4 years ago

Rapid automatic creation of monodisperse emulsion droplets by microfluidic device with degassed PDMS slab as a detachable suction actuator

Yuta Nakashoji, Yuki Murata, Masaki Kondo, Masahiko Hashimoto, Yugo Tanaka
We previously developed a technique that enabled automatic creation of monodisperse water-in-oil droplets with the use of an air-evacuated PDMS microfluidic device. Although the device generated droplets over a long-time period, the production rate was slow (∼10 droplets per second). In the current study, we aimed to improve this rate, using the same fluid pumping principle described in our previous work, by remodeling our device configuration. To achieve this aim, we developed a new device with a much larger PDMS surface area-to-volume ratio within the air-trapping void space (178 cm–1), than that of our earlier device (5.0 cm–1).
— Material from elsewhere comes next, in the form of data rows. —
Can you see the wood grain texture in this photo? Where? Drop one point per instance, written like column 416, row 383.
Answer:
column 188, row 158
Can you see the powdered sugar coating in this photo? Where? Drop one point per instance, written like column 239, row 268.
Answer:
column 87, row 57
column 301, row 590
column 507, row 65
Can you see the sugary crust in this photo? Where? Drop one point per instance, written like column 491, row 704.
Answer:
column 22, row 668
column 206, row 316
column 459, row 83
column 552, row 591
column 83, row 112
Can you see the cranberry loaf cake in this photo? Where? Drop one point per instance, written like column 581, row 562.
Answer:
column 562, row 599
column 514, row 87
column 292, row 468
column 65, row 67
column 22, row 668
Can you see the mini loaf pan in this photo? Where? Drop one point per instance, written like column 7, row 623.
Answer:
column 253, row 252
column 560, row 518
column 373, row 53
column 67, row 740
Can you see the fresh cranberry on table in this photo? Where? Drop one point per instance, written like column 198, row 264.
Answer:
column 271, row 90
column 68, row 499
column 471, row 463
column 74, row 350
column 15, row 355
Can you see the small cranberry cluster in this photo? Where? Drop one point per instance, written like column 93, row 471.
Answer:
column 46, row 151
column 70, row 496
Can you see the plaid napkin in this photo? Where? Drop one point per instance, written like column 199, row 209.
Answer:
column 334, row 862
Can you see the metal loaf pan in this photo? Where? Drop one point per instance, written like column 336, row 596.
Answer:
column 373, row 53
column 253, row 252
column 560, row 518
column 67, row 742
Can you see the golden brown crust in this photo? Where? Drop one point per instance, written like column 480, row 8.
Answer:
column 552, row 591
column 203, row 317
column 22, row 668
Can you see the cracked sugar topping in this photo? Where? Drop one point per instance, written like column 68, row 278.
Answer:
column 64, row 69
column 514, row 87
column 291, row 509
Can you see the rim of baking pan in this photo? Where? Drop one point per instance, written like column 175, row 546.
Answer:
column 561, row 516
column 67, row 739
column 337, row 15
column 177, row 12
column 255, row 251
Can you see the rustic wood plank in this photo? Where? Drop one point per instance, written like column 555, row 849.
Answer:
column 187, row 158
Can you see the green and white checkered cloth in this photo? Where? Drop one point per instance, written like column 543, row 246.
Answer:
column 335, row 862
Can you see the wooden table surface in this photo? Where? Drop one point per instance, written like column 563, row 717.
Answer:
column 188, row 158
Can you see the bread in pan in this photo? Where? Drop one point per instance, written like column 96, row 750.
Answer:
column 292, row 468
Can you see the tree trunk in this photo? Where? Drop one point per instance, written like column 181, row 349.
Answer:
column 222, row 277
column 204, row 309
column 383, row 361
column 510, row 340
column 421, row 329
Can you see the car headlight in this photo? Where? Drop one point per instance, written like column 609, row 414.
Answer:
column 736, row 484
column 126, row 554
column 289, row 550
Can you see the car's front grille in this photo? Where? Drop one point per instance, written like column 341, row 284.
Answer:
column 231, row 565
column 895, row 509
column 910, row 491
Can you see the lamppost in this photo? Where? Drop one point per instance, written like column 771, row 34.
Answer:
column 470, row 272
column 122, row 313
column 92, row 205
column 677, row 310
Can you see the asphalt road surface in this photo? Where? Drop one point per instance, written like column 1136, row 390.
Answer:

This design approach was based on the idea that a larger PDMS surface area-to-volume ratio was likely to create a higher vacuum inside the void space, thereby contributing to faster liquid flow and an increased droplet generation rate. The new device consisting of five layers featuring a degassed PDMS slab as a detachable liquid-suction actuator, which was stacked on a lower microfluidic layer. In this device, the rate of droplet production increased during the time-course droplet formation and reached ca. 470 droplets per second immediately before completely consuming the loaded aqueous solution (20 μL).